High Risk v Low Risk

I’ve probably spent too many minutes of my life debating sport versus street. It’s safe to say that time could have been better spent practicing or training. Be that as it may, I think some of that time spent debating helped me to codify my thoughts on the matter.

Circumstances dictate strategy and tactics. Tactics dictate techniques and tools. There are techniques of greater and lower risk.

A Drop Seoi Nage is high risk until I hit my opponent’s face with the planet. Is that street or sport? It’s mass, acceleration, and distance coming to a sudden stop against an immovable object. Somethings going to give, and it won’t be the immovable object. Neither my opponent or the immovable object care if it’s sport or street. I certainly don’t care, I just want to wreck them.

I no longer entertain the sport v street/dirty tactics conversation. There are high risk and low risk tactics and techniques. The circumstances will dictate my selection. It’s just that simple.

Add Water

If we want to get good at this thing we do, we need to work with people that are as good, if not better than us.

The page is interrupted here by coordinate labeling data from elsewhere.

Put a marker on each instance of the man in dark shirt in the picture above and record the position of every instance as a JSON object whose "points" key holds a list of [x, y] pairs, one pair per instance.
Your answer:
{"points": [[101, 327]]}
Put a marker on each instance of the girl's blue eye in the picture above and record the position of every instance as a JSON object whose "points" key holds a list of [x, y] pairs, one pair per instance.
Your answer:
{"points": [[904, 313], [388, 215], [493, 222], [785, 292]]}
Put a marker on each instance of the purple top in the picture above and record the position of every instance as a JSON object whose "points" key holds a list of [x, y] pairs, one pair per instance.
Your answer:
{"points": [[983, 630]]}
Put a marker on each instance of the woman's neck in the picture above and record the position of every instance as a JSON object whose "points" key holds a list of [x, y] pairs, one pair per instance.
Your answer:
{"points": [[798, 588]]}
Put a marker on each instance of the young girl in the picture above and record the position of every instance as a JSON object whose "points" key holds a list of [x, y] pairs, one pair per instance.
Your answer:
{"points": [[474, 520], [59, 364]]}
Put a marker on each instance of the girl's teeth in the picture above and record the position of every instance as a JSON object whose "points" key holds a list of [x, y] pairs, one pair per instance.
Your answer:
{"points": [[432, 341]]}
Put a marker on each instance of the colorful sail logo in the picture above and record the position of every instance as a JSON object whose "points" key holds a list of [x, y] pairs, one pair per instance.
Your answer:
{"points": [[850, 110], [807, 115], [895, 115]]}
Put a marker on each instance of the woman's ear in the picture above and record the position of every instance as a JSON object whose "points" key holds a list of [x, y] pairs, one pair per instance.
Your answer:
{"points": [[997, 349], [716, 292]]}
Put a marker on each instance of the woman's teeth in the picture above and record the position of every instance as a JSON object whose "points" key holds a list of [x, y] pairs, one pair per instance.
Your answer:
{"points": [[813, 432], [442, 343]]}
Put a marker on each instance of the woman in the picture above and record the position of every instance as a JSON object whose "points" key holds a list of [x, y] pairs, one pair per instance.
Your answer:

What if we aren’t in a place where everyone is better than or even as good us?

Our job is to help our partners get as good if not better than us so we can get better. There is an old saying that a rising tide raises all ships. Sometimes we’re the tide. We add the water that raises everyone around us.

We can spend a lot of time searching for something better or we can make what we have better. Both approaches work. No one says you can’t do both at the same time. One approach builds you. One approach builds your community/tribe.